Image: Ian Landsberg/ Independent Newspapers
Mr Price Group increased its final dividend a creditable 12.7% to 593.5 cents a share after the value fashion retailer managed to raise its operating profit margin through lower markdowns, increased sales, and market share gains, after a muted first half.
Total revenue increased by 7.9% to R40.9 billion, and the group gained 50 basis percentage points (bps) of market share, as measured by the Retail Liaison Committee. The gross margin expanded 80 bps to 40.5%, and operating profit reached a record level of R5.8bn, with the operating margin increasing 20 bps to 14.2%.
Headline earnings a share increased 10.7% to 1 424 cents, respectively, after a stronger second half. This was despite the weaker month of February for the retail sector and the shift of school holidays and Easter to April, after the financial year-end, from March.
“The first half was challenging for the retail sector but improved in the second half.
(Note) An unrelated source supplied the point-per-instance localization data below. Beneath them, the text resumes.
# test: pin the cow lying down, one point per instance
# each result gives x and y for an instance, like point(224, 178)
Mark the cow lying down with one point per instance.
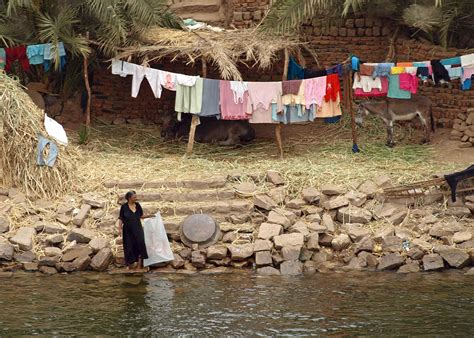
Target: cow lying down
point(210, 130)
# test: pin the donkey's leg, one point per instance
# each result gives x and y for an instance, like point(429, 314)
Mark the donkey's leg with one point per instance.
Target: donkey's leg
point(425, 122)
point(390, 141)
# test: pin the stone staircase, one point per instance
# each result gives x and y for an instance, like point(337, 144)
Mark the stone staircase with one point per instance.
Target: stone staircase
point(213, 12)
point(176, 200)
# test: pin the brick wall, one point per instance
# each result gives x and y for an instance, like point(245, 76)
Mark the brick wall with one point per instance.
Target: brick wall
point(366, 38)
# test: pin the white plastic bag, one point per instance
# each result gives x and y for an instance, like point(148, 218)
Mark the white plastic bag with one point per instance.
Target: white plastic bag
point(156, 241)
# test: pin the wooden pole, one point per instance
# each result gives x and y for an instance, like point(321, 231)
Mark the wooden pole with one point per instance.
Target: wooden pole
point(88, 90)
point(195, 118)
point(279, 126)
point(355, 147)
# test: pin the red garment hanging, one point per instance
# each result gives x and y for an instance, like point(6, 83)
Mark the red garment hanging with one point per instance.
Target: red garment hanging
point(17, 54)
point(333, 88)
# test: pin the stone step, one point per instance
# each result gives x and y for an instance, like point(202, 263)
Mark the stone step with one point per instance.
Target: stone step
point(181, 196)
point(198, 184)
point(220, 208)
point(196, 7)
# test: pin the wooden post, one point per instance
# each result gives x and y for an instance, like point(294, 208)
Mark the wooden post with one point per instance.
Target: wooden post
point(195, 118)
point(279, 126)
point(355, 147)
point(88, 89)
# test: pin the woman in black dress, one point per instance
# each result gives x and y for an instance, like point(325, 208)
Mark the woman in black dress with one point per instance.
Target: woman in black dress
point(130, 226)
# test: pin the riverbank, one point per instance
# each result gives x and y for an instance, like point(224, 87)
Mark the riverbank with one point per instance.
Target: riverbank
point(320, 209)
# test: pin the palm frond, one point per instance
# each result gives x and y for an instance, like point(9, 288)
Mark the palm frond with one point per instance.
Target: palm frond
point(288, 15)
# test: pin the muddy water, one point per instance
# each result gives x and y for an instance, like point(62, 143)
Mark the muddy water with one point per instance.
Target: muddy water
point(237, 304)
We are very satisfied to have gained similar levels of market share in both periods, reflecting the value we were able to provide our customers despite very different economic conditions,” CEO Mark Blair said in a statement on Friday.
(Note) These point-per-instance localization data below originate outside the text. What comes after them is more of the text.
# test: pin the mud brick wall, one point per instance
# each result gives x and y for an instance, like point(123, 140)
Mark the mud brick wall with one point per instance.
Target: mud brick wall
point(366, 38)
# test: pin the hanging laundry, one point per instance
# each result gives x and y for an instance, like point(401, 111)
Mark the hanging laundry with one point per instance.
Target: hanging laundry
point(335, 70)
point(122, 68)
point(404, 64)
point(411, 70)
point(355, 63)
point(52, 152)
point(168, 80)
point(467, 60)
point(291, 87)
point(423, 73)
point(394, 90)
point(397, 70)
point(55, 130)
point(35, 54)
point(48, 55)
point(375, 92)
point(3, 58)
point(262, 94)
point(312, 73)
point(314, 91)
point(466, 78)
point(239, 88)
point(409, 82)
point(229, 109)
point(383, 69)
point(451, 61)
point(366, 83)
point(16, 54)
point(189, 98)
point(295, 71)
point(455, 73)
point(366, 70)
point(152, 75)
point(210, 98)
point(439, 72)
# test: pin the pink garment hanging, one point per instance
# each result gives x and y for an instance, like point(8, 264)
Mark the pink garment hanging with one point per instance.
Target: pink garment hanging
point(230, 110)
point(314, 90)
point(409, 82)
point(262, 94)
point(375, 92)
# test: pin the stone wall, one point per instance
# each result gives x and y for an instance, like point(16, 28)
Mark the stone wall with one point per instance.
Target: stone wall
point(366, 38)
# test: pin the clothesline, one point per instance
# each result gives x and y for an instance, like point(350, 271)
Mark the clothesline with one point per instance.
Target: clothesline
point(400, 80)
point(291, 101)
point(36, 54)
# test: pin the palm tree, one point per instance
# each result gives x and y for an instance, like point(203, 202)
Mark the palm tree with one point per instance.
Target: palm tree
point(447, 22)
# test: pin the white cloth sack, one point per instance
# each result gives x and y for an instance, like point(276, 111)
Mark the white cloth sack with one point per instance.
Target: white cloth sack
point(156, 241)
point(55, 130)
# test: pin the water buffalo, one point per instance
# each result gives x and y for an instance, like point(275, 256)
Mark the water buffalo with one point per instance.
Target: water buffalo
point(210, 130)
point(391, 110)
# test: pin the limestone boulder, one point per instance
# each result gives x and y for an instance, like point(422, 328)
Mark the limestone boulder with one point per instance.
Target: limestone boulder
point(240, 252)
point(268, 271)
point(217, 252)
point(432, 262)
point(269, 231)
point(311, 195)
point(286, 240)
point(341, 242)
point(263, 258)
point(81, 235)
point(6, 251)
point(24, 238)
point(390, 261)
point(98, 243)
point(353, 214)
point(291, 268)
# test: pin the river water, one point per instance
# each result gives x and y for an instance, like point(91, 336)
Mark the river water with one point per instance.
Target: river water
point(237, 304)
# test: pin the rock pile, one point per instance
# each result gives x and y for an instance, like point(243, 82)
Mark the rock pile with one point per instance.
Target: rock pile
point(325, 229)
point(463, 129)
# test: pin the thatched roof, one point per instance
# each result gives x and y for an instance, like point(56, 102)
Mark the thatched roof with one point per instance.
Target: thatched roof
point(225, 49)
He said the sales momentum through the second half was supported by strong comparable store sales growth and gross profit margin gains across all trading segments.
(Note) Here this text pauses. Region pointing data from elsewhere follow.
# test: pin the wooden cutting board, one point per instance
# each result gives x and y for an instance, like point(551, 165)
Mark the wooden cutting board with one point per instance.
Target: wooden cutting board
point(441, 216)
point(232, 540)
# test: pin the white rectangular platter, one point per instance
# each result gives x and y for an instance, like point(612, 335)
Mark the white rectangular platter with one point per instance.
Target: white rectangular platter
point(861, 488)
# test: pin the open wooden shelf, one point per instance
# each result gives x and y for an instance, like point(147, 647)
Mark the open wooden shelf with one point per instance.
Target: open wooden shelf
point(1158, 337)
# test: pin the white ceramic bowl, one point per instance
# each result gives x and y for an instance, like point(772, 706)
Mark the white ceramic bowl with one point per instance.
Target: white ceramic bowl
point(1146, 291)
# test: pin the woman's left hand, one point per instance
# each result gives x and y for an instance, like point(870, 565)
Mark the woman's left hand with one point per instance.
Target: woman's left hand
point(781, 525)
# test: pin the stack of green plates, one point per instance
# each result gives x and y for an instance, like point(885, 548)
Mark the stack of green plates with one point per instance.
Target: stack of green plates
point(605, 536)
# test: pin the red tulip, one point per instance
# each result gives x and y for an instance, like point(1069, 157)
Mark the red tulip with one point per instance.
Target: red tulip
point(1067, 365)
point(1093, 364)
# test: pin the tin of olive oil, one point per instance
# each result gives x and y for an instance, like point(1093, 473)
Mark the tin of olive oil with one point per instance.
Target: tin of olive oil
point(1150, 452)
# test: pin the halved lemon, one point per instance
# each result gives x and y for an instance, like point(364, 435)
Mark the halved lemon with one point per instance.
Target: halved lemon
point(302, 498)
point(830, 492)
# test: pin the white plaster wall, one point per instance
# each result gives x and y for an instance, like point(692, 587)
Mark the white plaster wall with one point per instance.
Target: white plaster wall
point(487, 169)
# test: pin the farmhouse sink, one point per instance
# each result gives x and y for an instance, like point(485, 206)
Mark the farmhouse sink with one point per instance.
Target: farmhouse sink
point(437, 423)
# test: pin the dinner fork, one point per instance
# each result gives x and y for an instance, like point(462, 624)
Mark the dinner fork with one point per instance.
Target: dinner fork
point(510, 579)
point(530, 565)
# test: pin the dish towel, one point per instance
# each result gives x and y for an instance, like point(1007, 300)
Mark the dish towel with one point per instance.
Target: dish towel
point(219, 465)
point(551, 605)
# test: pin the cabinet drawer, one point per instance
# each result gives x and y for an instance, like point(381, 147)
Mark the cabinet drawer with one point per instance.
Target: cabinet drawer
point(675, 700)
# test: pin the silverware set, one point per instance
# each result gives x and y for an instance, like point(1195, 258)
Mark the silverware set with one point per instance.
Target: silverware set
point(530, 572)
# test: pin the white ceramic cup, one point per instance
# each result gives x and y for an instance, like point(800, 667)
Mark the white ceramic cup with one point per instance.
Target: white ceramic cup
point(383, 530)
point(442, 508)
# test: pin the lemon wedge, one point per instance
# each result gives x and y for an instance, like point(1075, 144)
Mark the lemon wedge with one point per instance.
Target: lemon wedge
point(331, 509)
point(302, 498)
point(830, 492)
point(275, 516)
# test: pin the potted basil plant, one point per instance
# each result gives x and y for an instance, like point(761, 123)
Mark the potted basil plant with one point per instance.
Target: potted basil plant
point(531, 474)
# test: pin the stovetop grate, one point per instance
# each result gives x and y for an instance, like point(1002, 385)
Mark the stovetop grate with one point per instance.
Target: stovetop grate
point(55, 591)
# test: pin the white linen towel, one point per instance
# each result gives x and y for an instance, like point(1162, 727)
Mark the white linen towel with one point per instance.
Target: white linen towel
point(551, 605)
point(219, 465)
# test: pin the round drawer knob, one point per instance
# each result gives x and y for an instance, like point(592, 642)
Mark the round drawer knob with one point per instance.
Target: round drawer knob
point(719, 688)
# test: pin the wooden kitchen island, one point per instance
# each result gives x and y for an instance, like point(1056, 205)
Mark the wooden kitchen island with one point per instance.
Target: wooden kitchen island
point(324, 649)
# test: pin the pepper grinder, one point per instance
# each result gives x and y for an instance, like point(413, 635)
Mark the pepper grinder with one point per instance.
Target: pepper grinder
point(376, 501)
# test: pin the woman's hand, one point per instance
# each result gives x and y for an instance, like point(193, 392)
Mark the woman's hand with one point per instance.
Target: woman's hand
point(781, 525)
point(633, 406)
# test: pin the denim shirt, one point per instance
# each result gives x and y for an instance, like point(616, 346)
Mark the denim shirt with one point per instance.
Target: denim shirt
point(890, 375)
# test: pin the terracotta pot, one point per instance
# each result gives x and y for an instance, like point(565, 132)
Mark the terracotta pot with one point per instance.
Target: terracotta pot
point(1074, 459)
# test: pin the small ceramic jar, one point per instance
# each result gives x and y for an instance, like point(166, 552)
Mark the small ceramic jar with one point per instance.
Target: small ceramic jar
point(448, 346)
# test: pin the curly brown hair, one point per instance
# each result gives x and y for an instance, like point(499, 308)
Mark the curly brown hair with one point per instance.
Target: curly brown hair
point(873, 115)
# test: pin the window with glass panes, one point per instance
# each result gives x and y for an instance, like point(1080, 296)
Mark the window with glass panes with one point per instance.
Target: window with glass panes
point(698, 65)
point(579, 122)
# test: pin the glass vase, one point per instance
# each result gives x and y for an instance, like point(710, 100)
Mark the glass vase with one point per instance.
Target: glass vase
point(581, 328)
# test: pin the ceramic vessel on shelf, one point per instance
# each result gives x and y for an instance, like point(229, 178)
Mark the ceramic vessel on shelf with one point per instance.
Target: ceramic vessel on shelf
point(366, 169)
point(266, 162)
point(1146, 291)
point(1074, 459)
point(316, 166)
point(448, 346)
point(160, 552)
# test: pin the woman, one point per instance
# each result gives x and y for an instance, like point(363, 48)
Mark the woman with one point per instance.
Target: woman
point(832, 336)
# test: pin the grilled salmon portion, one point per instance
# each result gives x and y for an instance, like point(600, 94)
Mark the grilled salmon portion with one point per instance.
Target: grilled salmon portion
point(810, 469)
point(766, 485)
Revenue exceeded R40bn for the first time. Group retail sales of R39.4bn increased 7.8%, and comparable store sales increased 3.4%. In the second half, retail sales and comparable store sales accelerated to 9.9% and 5.7%, respectively.
Other revenue increased 6.6% to R1.3bn. Group store sales increased 7.8%, and online sales by 7.9%. Momentum improved in the second half across both sales channels, with sales growing 9.5% and 11.5%, respectively.
Group unit sales increased 3.6% (4.9% in the second half), and retail selling price (RSP) inflation came to 3.7%. The group opened 184 new stores across its 15 trading chains, expanding its total store footprint to 3,030 stores.
Interest rate cuts supported an improving credit environment in the second half, reflected in the group approval rate increasing to 20.3% and peaking at 23.8% in March 2025. Credit approvals would continue to be cautiously managed, the group directors said.
Total expenses increased 10%, which included average space growth of 4.3%. The group’s expenses to retail sales and other revenue ratio of 27.9% was within targeted range.
On the outlook, Blair said a competitive and low-growth economy required the government reform agenda to be accelerated to create higher levels of employment and stimulate economic activity.
He said the consumer environment in South Africa remains volatile. In the short term, consumer relief was supported by low inflation, lower petrol prices, and interest rate cuts, which collectively increased disposable income. Real wage growth experienced some recovery. However, the sustainability of an improving consumer environment in the medium term could be challenging due to the uncertainty from the global and domestic economies.
He said Mr Price Apparel was the most shopped retailer in South Africa according to MAPS. Group retail sales in the first quarter of the 2026 financial year had increased 11.6%, with all trading divisions gaining market share in April 2025.
“Focus remains on extracting maximum value through profitable market share from our 15 trading chains and investment into strategic enablement projects, predominantly in the technology and supply chain functions,” said Blair.
About 200 new stores would be opened in the 2026 financial year. Three acquisitions in recent years had delivered a combined operating profit of R1.2bn in the 2025 financial year and continue to be earnings accretive.